Não será para os meus dias, mas não custa me lamentar. O Luís Edgar de Andrade costuma dizer que a maior injustiça do mundo foi a tardia aparição do e-mail. Ele tem a certeza de que tudo seria melhor se o Otto Lara Resende tivesse acesso ao novo recurso de comunicação que hoje está disponível a qualquer um, menos a ele, que tanto adorava escrever cartas, bilhetes e recados.
Ao contrário do Otto, não gosto de escrever e se o faço é por vil necessidade de ter um teto para me abrigar e um prato de sopa para me alimentar. Mas estou aqui para me lamentar e se não faço o mesmo lamento que o Otto faria, faço outro, na esperança de que um dia inventem o controle remoto da realidade, das coisas como são e estão por aí.

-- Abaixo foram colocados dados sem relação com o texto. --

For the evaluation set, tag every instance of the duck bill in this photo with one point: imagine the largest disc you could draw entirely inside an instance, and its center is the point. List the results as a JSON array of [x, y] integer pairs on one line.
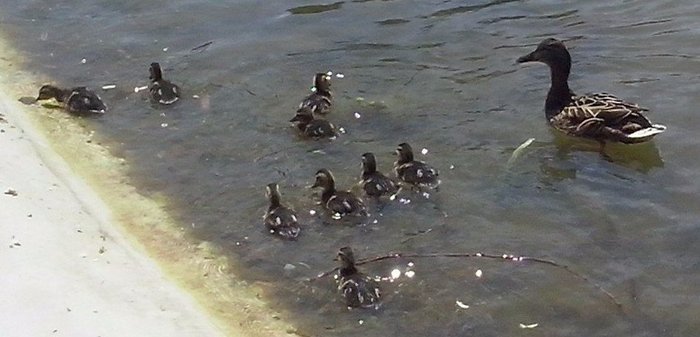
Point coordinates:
[[527, 58]]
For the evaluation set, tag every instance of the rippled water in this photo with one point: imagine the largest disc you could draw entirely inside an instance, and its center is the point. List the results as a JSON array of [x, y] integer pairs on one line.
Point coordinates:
[[442, 76]]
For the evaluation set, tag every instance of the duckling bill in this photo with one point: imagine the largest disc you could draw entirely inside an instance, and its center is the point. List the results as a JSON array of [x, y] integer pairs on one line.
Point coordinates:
[[280, 219], [599, 116], [78, 100], [341, 203], [320, 101], [162, 91], [358, 289]]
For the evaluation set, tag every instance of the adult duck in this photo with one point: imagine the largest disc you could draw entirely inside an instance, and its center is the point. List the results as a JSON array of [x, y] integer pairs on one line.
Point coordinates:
[[341, 203], [414, 172], [78, 100], [320, 100], [373, 182], [280, 219], [358, 289], [600, 116], [162, 91]]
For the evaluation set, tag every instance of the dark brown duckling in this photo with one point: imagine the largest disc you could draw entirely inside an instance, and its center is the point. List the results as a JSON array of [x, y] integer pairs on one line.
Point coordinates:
[[279, 219], [599, 116], [341, 203], [414, 172], [373, 182], [320, 100], [78, 100], [162, 91], [313, 127], [358, 289]]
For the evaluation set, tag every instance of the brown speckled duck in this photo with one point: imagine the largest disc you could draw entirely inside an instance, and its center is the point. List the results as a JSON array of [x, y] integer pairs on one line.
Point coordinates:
[[341, 203], [320, 100], [602, 117], [358, 289], [373, 182], [78, 100], [414, 172], [280, 219]]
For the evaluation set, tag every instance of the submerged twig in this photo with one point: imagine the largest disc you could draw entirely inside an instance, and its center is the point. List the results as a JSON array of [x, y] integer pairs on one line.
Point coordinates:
[[502, 257]]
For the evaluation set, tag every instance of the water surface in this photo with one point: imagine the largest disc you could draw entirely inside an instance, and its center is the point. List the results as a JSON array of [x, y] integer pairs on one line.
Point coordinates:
[[442, 76]]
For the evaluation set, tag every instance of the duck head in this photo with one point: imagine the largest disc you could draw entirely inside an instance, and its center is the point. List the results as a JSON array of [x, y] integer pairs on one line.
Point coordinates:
[[273, 194], [405, 153], [346, 258], [324, 178], [322, 83], [551, 52], [49, 91], [369, 163], [156, 73]]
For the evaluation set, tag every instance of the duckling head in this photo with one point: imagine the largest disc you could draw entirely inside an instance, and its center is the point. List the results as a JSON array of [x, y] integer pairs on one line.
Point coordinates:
[[324, 178], [322, 83], [405, 153], [49, 91], [156, 73], [551, 52], [369, 164]]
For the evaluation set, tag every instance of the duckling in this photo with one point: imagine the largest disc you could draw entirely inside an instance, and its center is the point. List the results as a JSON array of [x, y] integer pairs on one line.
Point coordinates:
[[313, 127], [279, 219], [321, 100], [358, 289], [162, 91], [599, 116], [339, 202], [414, 172], [78, 100], [374, 182]]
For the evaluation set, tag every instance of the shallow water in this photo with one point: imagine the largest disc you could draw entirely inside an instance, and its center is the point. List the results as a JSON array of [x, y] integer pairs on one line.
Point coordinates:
[[442, 76]]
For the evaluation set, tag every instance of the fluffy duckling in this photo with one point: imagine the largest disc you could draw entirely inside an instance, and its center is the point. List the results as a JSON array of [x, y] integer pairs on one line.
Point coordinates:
[[339, 202], [374, 182], [358, 289], [78, 100], [599, 116], [321, 100], [313, 127], [414, 172], [162, 91], [279, 219]]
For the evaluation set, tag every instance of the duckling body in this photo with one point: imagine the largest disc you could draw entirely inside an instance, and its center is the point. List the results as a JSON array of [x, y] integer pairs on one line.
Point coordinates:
[[313, 127], [414, 172], [162, 91], [358, 289], [279, 219], [373, 182], [78, 100], [320, 101], [599, 116], [339, 202]]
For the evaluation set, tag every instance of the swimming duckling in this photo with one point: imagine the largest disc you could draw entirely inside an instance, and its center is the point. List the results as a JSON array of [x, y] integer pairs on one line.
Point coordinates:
[[339, 202], [313, 127], [162, 91], [321, 100], [600, 116], [414, 172], [279, 219], [374, 182], [78, 100], [358, 289]]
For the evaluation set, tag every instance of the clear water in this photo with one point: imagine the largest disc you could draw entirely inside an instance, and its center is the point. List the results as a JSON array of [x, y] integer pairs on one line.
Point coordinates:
[[443, 76]]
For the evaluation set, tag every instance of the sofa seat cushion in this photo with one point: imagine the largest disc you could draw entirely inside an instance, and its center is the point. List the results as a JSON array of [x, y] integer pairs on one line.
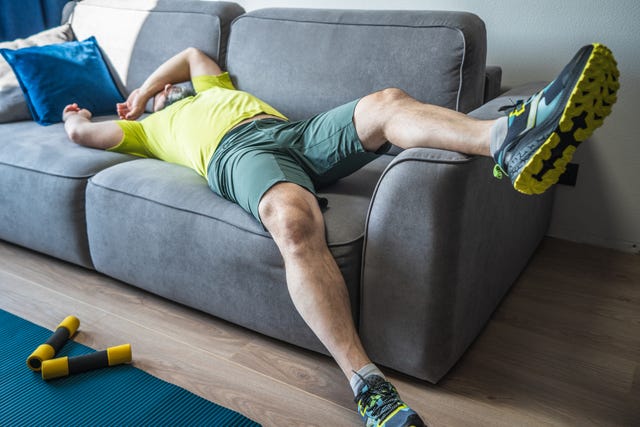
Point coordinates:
[[43, 177], [158, 226]]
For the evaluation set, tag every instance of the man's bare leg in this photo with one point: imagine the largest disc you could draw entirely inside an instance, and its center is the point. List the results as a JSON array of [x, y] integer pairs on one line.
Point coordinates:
[[392, 115], [317, 288]]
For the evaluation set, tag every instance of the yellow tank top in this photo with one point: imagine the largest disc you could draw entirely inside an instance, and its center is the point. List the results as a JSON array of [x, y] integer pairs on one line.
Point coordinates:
[[189, 131]]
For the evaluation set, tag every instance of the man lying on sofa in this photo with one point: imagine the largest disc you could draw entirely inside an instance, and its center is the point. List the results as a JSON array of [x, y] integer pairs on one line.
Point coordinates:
[[252, 155]]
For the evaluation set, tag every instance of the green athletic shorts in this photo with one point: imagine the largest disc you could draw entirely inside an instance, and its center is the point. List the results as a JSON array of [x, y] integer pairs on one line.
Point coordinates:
[[311, 153]]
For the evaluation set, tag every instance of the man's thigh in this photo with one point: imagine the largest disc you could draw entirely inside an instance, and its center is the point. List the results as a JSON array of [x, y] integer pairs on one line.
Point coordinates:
[[244, 172]]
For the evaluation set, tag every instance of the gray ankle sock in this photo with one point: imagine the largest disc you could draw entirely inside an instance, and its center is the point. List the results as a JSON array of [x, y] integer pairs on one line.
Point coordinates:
[[498, 134], [367, 370]]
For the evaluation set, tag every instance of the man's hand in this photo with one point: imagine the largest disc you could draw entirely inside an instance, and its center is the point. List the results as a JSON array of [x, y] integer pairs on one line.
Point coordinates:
[[73, 109], [133, 107]]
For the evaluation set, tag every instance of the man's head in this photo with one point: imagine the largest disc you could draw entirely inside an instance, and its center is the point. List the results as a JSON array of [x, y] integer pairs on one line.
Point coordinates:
[[169, 95]]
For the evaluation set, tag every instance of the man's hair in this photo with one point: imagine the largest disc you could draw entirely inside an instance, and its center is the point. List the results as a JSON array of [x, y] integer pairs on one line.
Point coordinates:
[[176, 93]]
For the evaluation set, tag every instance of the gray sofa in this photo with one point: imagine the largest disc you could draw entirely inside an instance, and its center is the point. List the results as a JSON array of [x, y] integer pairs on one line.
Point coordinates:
[[428, 241]]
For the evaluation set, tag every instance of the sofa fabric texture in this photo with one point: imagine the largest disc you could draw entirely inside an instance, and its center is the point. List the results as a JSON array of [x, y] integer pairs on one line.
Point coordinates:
[[428, 242]]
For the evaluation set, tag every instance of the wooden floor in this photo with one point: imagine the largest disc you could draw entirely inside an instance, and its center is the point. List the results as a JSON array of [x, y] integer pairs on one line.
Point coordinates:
[[563, 349]]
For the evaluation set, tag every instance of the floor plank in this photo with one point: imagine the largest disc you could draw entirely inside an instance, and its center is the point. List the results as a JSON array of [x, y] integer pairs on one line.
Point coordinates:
[[562, 349]]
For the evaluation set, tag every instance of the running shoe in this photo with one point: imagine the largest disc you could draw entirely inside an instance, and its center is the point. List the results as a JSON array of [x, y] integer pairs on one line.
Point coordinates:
[[380, 405], [545, 130]]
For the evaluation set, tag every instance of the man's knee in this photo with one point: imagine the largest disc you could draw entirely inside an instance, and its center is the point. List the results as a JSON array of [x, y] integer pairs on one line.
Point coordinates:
[[388, 96], [292, 216], [374, 112]]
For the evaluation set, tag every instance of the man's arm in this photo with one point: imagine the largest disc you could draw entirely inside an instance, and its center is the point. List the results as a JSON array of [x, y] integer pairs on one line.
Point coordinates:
[[81, 130], [189, 63]]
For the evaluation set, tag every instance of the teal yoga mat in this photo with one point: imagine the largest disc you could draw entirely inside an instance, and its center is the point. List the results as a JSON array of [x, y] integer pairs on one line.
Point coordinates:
[[118, 395]]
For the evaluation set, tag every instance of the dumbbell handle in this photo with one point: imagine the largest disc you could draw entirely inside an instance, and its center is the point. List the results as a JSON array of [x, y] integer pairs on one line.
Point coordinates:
[[64, 366]]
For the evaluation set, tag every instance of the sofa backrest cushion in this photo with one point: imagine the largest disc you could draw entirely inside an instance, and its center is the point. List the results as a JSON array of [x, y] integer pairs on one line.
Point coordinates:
[[304, 61], [136, 36]]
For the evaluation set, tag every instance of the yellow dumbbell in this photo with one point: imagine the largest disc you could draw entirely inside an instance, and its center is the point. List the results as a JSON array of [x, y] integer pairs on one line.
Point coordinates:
[[48, 350], [63, 366]]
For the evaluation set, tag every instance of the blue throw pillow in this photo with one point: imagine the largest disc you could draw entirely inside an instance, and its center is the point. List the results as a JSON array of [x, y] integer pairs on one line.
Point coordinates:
[[55, 75]]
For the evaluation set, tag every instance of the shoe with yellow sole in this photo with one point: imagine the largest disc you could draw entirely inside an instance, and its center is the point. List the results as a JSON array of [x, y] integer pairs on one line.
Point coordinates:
[[544, 131]]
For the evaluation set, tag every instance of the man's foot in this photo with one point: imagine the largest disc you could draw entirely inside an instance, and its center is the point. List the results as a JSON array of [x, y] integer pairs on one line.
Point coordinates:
[[380, 406], [544, 131]]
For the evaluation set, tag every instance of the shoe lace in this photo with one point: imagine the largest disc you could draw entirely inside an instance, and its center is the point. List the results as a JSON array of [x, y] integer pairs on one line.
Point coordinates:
[[378, 399], [512, 106]]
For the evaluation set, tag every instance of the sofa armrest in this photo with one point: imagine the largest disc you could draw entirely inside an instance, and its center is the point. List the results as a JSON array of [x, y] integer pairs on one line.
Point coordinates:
[[444, 242]]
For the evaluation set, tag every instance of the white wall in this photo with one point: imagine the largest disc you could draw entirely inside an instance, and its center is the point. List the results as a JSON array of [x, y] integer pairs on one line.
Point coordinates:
[[532, 40]]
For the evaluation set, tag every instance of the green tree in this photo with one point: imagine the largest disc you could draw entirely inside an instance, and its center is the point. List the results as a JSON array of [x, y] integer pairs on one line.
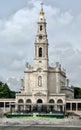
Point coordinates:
[[5, 91]]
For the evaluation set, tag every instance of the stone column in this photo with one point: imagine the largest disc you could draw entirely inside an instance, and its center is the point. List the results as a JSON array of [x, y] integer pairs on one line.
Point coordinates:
[[70, 106]]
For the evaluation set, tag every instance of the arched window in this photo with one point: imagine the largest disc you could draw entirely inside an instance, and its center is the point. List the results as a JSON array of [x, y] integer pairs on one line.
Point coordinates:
[[40, 52], [39, 81], [40, 27]]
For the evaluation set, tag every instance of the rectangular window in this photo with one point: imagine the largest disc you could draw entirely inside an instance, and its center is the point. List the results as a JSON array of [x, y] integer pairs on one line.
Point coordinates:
[[40, 27]]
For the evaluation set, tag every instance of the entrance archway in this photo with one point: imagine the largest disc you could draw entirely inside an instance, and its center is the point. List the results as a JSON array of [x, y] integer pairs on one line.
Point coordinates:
[[60, 105], [39, 101], [51, 102], [28, 106], [39, 105]]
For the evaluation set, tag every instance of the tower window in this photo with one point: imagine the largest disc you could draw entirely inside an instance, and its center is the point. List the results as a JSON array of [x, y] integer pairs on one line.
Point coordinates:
[[40, 27], [39, 81], [40, 52]]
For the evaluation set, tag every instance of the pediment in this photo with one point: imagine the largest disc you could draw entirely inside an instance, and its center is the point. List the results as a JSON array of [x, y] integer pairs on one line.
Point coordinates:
[[39, 94]]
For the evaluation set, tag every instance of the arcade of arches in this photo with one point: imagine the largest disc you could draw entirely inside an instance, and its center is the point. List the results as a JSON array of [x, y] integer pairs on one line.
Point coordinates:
[[39, 106]]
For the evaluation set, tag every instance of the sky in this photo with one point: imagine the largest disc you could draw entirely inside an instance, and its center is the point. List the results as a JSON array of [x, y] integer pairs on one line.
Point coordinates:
[[18, 29]]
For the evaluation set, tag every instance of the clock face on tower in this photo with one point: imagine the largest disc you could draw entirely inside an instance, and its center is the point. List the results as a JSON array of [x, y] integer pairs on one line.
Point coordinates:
[[40, 36]]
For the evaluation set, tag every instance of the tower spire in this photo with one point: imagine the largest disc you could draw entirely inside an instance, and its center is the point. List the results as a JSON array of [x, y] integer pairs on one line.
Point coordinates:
[[41, 6], [42, 12]]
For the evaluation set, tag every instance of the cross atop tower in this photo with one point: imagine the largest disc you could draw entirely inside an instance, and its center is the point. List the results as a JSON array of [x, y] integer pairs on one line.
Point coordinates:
[[41, 6]]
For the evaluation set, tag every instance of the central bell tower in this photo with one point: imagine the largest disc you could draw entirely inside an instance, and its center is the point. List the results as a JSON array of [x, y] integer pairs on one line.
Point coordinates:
[[41, 43]]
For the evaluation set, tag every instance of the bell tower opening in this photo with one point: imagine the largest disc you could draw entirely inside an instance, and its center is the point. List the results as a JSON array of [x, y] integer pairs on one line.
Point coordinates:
[[40, 52], [41, 43]]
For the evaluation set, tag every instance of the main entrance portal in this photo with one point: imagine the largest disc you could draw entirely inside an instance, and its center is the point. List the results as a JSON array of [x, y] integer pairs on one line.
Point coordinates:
[[39, 105]]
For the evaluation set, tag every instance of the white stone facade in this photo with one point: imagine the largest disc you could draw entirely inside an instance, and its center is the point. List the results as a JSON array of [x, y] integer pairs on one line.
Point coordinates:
[[42, 83]]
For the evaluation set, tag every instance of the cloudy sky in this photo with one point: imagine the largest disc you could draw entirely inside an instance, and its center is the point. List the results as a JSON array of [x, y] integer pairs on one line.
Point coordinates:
[[18, 26]]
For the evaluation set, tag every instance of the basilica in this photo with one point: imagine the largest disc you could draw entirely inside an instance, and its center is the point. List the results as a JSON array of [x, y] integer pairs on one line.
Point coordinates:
[[44, 88]]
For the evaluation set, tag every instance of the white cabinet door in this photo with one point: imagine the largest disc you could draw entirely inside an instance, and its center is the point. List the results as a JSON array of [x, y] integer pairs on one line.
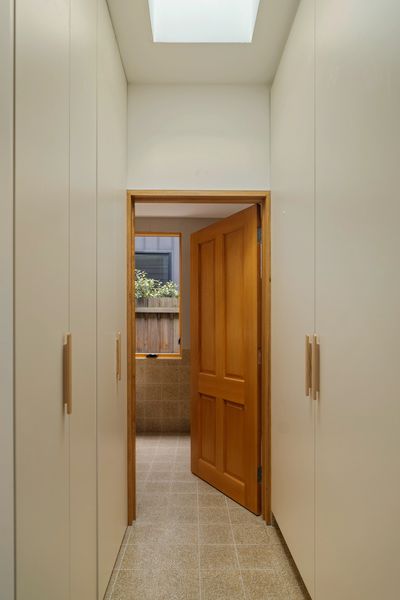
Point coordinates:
[[41, 298], [292, 201], [111, 401], [358, 299], [83, 522]]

Outro dia, estava numa conferência sobre a influência dos simbolistas no modernismo, eruditos de todos os tamanhos e feitios falavam em Mallarmé e Baudelaire e eu lamentei não ter um controle remoto para, com um simples clique, mudar de canal, como costumo fazer quando estou vendo TV.
Seria saudável mudar de paisagem e assunto quando entramos numa dessas frias cerimônias que não acabam nunca, jantares intermináveis, esperas abomináveis. Sem sair do lugar, sem esforço de mente e corpo, sem qualquer custo adicional, apertarmos um botão e passarmos instantaneamente para outro programa. Não seria eu o transportado, mas a realidade da qual estou fazendo parte.
O controle remoto não me livraria apenas das coisas inúteis ou chatas, mas daquilo que não gosto nem preciso ver. Num temporal recente, aqui no Rio, peguei um engarrafamento nefando em Botafogo. Nada podia fazer, ninguém podia fazer nada. Se tivesse o tal controle remoto - que um dia ainda será inventado - removeria todos os ônibus encharcados à minha frente e teria a meu dispor uma campina verde, coberta de flores e pássaros, e não estaria indo para uma missa de 7º dia.